How One Teacher is Introducing Students to the World of Animation
One of our most popular courses is our Web and Computer Animation course. Today we are highlighting Cathy C., who teaches the course at Pennsbury High School West in Fairless Hills, PA. In her first year teaching this course she has already seen the impact it has on students in engaging them and getting them to think about possible career pathways.
Cathy’s students are the first in Pennsylvania to earn Web Animator certifications from Web Professionals Global. She has had nine students earn certifications so far this year. We caught up with Cathy to hear about her experience so far with the Animation course.
How have you enjoyed teaching the Web and Computer Animation course?
The biggest thing that I love about this class is so many assignments that students do in school only have one right answer. And it’s a game of who can get the most right answers. I tell students on the first day of school, when you walk into my class, there is no right answer. There might be a few wrong answers, but there are no right answers. And if you come up with a solution I’ve never seen before, that’s called innovation. That’s what drives this industry. So I love giving students an opportunity to have something that’s very open ended and creative. And I like that a lot of the projects allowed students to bring their personal stories in. For example, the culturally responsive music video (project) had some really personal stories. And it got the students talking about their own cultures and sharing things with each other that the rest of us didn’t know. So that was really neat to see. But even some of the simpler ones like the parallax animation, even though it was a minor assignment, still allowed students to bring their unique personalities and senses of humor to it. And it was really neat to see their relief of not having to conform to the one right answer. As the teacher, it’s a relief to know that I no longer had to own the knowledge as the students were doing that.
What does it mean to get your students “future-ready?”
One of the big initiatives in Pennsylvania is getting students “future-ready.” This is the idea that all students should leave high school with 21st-century skills. Even if they’re not intending to go into a computer science field, there’s a recognition that every field involves computers in some way. And so there’s a real emphasis towards growing computer science in general. And there’s a sense that it should be not just rigorous, but also meaningful. The industry certifications have been a really big part of that. They provide a real legitimacy to the course, both from the perspective of school administration and from the perspective of the students themselves. It really proves to the students that they did something. They can get an “A” in a lot of courses, but to get an industry-recognized certification gives them legitimacy in the world at large. It’s something they can put on their college applications and job resumes.
How cool has it been to see the impact that the course has had on students?
It’s been great because the students have been extremely excited using the course. They really found it engaging, something different, and a real break from the grind of the rest of their day. And it’s nice to have a place where they can just come and be creative and do something they genuinely enjoy.
What do the students like about sharing their projects with each other?
It’s always so much fun for me to give one assignment and see the diversity of the student work. We have a small class, and so I was able to project everyone’s animation work on the screen. And that was the thing that students looked forward to the most. They loved to show off what they had done, but also see what others had done. And we had some really fun feedback days where they were playing off of each other’s ideas and showing their creativity and sense of humor. And that was really the most fun part of the course for me as well as for them. This was one of the ways I was able to inspire a sense of team in my class. Seeing my students own the knowledge and then help each other is the way the real world works. I just love it.
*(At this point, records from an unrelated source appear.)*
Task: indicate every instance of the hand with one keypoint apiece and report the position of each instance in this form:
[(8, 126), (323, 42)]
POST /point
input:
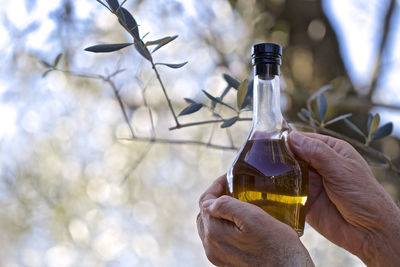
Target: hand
[(346, 203), (235, 233)]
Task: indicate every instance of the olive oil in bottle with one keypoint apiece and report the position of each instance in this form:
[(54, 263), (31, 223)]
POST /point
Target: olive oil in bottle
[(265, 173)]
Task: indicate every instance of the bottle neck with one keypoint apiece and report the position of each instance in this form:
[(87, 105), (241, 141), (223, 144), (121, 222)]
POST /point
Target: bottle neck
[(267, 115)]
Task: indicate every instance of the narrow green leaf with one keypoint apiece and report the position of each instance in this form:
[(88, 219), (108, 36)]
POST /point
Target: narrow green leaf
[(173, 66), (142, 49), (383, 131), (225, 92), (231, 81), (306, 113), (302, 117), (322, 107), (229, 122), (320, 91), (216, 100), (370, 117), (46, 64), (106, 48), (126, 19), (161, 45), (161, 41), (339, 118), (113, 4), (374, 124), (353, 127), (241, 93), (190, 101), (191, 109), (101, 2), (46, 72), (57, 60)]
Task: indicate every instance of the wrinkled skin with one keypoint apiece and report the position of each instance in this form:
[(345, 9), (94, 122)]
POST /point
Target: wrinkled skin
[(346, 205)]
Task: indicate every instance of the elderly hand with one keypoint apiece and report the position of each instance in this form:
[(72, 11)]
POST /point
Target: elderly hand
[(346, 203), (235, 233)]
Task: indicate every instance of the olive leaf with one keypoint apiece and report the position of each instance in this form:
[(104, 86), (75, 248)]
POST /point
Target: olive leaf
[(142, 49), (232, 82), (302, 117), (173, 66), (192, 108), (57, 60), (46, 64), (383, 131), (159, 41), (373, 125), (216, 100), (46, 72), (322, 107), (126, 19), (229, 122), (114, 5), (339, 118), (241, 93), (354, 127), (322, 90), (165, 43), (190, 101), (106, 48)]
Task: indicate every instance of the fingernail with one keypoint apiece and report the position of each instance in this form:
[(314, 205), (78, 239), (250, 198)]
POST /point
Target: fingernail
[(296, 138), (207, 203)]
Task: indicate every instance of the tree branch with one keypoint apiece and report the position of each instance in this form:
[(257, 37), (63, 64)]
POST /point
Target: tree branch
[(388, 164), (179, 142), (203, 122), (150, 57), (386, 30)]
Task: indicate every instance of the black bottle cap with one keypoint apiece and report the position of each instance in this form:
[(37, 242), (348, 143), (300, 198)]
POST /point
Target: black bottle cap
[(266, 58), (266, 53)]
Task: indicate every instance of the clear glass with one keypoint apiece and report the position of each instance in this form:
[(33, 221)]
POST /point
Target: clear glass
[(265, 172)]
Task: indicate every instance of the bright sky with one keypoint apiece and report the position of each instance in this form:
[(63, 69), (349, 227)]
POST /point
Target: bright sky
[(354, 27)]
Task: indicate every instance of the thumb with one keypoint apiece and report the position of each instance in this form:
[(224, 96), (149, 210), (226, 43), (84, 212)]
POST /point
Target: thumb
[(232, 209), (318, 154)]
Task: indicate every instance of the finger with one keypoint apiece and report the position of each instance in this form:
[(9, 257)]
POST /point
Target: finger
[(340, 146), (200, 226), (321, 156), (315, 187), (233, 210), (218, 188)]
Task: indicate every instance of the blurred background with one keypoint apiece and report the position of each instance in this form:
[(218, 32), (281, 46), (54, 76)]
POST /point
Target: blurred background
[(75, 192)]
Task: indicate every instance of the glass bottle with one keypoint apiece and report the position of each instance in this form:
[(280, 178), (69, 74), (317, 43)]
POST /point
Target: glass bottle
[(265, 172)]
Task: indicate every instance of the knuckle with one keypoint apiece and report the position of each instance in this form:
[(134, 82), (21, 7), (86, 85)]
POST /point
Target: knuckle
[(212, 256)]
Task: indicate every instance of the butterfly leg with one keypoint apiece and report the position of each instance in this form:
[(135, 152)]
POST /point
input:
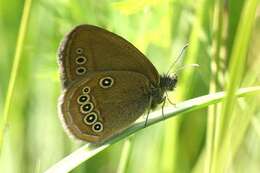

One of your students didn’t have many academic interests before discovering this course–what has it been like seeing him finally engaged in something he enjoys?
He has had some learning struggles and he just kept saying, “I’m not creative. I can’t do this. My mother is making me take it.” Now he’s one of my top students, and he found out that he really is creative. He comes at problems with such an unusual viewpoint, and the other students can’t wait to see his work because it’s always something completely out of left field. He’s discovering that this thing that he always thought was his biggest limitation is actually an asset, and he loves it.
What do you enjoy about the teaching world compared to working in industry?
I always tell kids the story that I took a pay cut to leave a job where I woke up every morning trying to come up with an excuse to call out. At some point, if you’re not doing what you love, the money is no is no longer worth it to you. And that’s why I try to expose kids to something where they can make their own path that they enjoy. Because ultimately, I don’t care what the salaries are. If you don’t love it, you’re not going to do it. I really love what I do as a teacher.
What would you say to other teachers who are interested in teaching this course?
Deploying the animation course and working with CTeLearning is a fantastic experience for the teacher. One of the biggest advantages is working directly with the developers instead of a salesperson. This means I’m always speaking directly with someone who knows the program, and who can answer questions and address any issues with speed and accuracy. The resources are all there to be able to lead the class. I really had everything that I needed for the students to get started. It was so rewarding, but there are a lot of moving parts with this. And the units require a lot of different mindsets and a lot of different approaches because the content is very wide ranging. So having an organization is really important. One of the most rewarding things is allowing the students to be creative. I enjoy encouraging my students to take an idea and go down that rabbit hole, do that crazy thing, because then it turns out to be something incredible.